THERE’S a street in the town where I grew up which now heaves with coffee shops. I struggle to remember what used to be in their place, or where people used to go before the invasion of Nero, Starbucks and Costa Coffee. Were we all just drinking coffee in the privacy of our own homes, or is this a sign of our growing addiction to caffeine?
Every day people around Scotland stagger into offices clutching bucket-sized beakers of coffee. For some, this is a morning pick-me-up while others need regular topping up throughout the day.
Energy drinks packed with caffeine have also become popular, particularly with younger people.
In a new book, Caffeinated, Murray Carpenter explores the modern addiction that is caffeine. One expert points out that while caffeine is not considered to be a drug of abuse, it has all the features of one – mood altering, producing physical dependence and withdrawal symptoms if use stops.
It is difficult to unpick the health risks linked to excessive caffeine intake. While there are clearly some groups who should limit their consumption, such as pregnant women, for most it would appear that a bit too much caffeine is unlikely to do lasting harm.
But those rare cases where caffeine use has been suggested as a possible link to death or serious illness mean we cannot ignore it, especially as our love affair with the substance shows no signs of abating.
Of particular concern appears to be the massive variations in caffeine content found in coffees sold by shops. One study in Glasgow in 2012 found that caffeine concentration varied from 56mg to 196mg per 28ml serving. Four cafes served up espressos containing more than 200mg of caffeine.
While these levels alone may not be harmful, if you were someone who for whatever reason was trying to control your caffeine intake it is worrying that amounts range so widely.
In the UK the Food Standards Agency is taking action to improve labelling on high-caffeine energy drinks. Later this year any drinks which contain caffeine concentrations higher than 150mg per litre must state: “High caffeine content. Not recommended for children or pregnant or breastfeeding women.”

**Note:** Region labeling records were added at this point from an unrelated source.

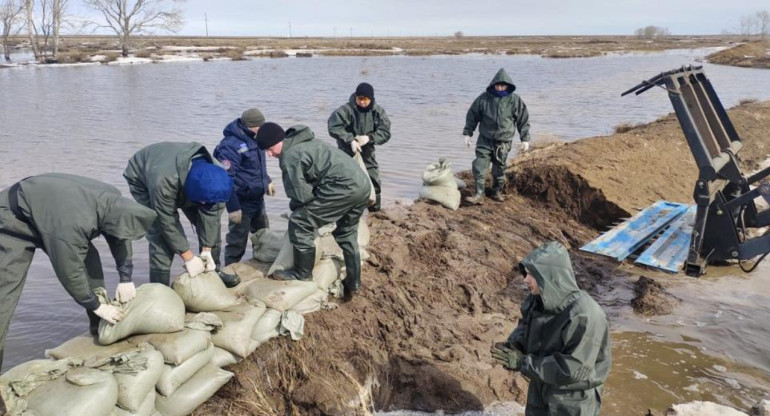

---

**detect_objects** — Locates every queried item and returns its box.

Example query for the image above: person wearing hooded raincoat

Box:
[257,123,371,300]
[123,142,240,287]
[492,242,612,416]
[327,82,390,211]
[0,173,156,367]
[463,68,530,204]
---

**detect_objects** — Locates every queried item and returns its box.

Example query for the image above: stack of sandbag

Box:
[420,159,460,210]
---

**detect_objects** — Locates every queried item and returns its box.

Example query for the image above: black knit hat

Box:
[356,82,374,99]
[256,121,286,150]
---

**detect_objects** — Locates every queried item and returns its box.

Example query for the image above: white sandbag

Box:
[128,328,211,365]
[251,308,283,343]
[113,344,163,413]
[155,364,233,416]
[289,289,328,315]
[211,302,265,357]
[422,158,457,189]
[211,347,242,368]
[420,186,460,211]
[27,368,118,416]
[353,153,377,205]
[155,344,214,396]
[99,283,185,345]
[251,228,287,263]
[240,279,318,312]
[172,272,238,312]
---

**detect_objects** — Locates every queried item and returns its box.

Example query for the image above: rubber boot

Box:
[273,248,315,280]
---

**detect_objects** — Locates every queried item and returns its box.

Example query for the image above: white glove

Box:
[227,210,243,224]
[184,256,206,277]
[94,303,123,325]
[198,250,217,275]
[115,282,136,303]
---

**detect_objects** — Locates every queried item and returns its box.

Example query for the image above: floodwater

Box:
[0,50,770,414]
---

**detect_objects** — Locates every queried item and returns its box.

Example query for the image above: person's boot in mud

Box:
[273,248,315,280]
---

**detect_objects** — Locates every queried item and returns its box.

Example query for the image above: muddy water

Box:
[0,50,770,410]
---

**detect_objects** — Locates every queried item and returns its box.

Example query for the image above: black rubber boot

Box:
[273,248,315,280]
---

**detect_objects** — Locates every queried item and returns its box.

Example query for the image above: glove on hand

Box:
[115,282,136,303]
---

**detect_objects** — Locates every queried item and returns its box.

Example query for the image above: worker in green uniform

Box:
[256,123,371,300]
[492,242,612,416]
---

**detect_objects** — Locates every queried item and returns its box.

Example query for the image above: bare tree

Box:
[85,0,184,57]
[0,0,24,62]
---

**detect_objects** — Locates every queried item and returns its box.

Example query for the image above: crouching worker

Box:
[0,173,155,367]
[123,142,240,287]
[492,242,611,416]
[257,123,371,300]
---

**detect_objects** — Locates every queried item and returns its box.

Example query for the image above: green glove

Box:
[491,343,524,370]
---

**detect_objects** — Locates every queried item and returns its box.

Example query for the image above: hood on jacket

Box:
[520,241,580,312]
[100,195,157,241]
[487,68,516,94]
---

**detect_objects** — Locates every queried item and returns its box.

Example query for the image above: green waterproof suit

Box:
[463,68,529,194]
[123,142,224,285]
[507,242,611,416]
[328,94,390,210]
[279,125,370,290]
[0,173,155,365]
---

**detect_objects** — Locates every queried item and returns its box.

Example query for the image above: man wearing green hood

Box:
[123,142,240,287]
[0,173,155,367]
[257,123,371,300]
[463,68,530,205]
[492,242,612,416]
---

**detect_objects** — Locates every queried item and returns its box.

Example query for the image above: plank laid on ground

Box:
[580,201,688,261]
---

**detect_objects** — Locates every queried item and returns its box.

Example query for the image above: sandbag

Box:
[27,368,118,416]
[240,279,318,312]
[155,364,233,416]
[251,308,283,343]
[211,302,265,357]
[172,272,238,312]
[155,344,214,396]
[99,283,185,345]
[128,328,211,365]
[251,228,286,263]
[420,186,460,211]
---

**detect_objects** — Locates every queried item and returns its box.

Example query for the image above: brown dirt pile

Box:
[195,103,770,415]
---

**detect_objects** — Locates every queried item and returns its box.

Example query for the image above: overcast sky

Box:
[71,0,770,37]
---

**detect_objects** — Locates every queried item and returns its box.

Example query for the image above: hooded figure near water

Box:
[0,173,156,367]
[492,242,611,416]
[463,68,530,205]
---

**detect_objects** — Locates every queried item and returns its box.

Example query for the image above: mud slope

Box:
[195,103,770,415]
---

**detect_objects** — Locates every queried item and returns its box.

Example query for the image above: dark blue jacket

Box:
[214,119,271,212]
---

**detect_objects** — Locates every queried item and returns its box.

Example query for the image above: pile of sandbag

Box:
[420,159,460,210]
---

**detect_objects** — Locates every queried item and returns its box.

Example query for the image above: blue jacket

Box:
[214,119,271,212]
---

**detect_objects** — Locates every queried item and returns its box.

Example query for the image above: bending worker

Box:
[0,173,155,367]
[123,142,240,287]
[328,82,390,211]
[463,68,529,205]
[214,108,275,266]
[257,123,371,300]
[492,242,612,416]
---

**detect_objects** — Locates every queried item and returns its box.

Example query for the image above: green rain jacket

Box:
[463,68,529,142]
[18,173,155,310]
[279,125,370,210]
[123,142,224,253]
[328,94,390,149]
[508,242,611,414]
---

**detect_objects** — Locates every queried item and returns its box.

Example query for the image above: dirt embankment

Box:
[706,41,770,68]
[195,102,770,415]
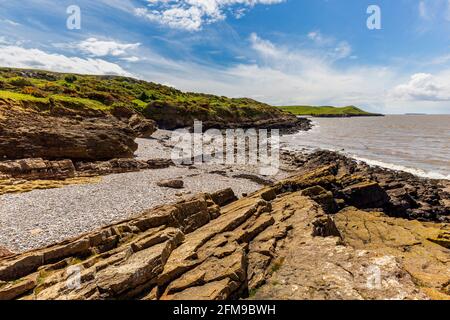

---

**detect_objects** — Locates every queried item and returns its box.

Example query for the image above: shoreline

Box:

But it is hard to imagine similar warnings appearing on the side of paper cups in coffee shops any time soon. Perhaps the argument is that it’s obvious they contain caffeine, people know this and it’s part of the reason they want to consume it.
But just as knowledge about the health impacts of smoking and alcohol have grown over the decades, perhaps we’ll get a new understanding of the risks of caffeine addiction in the years to come.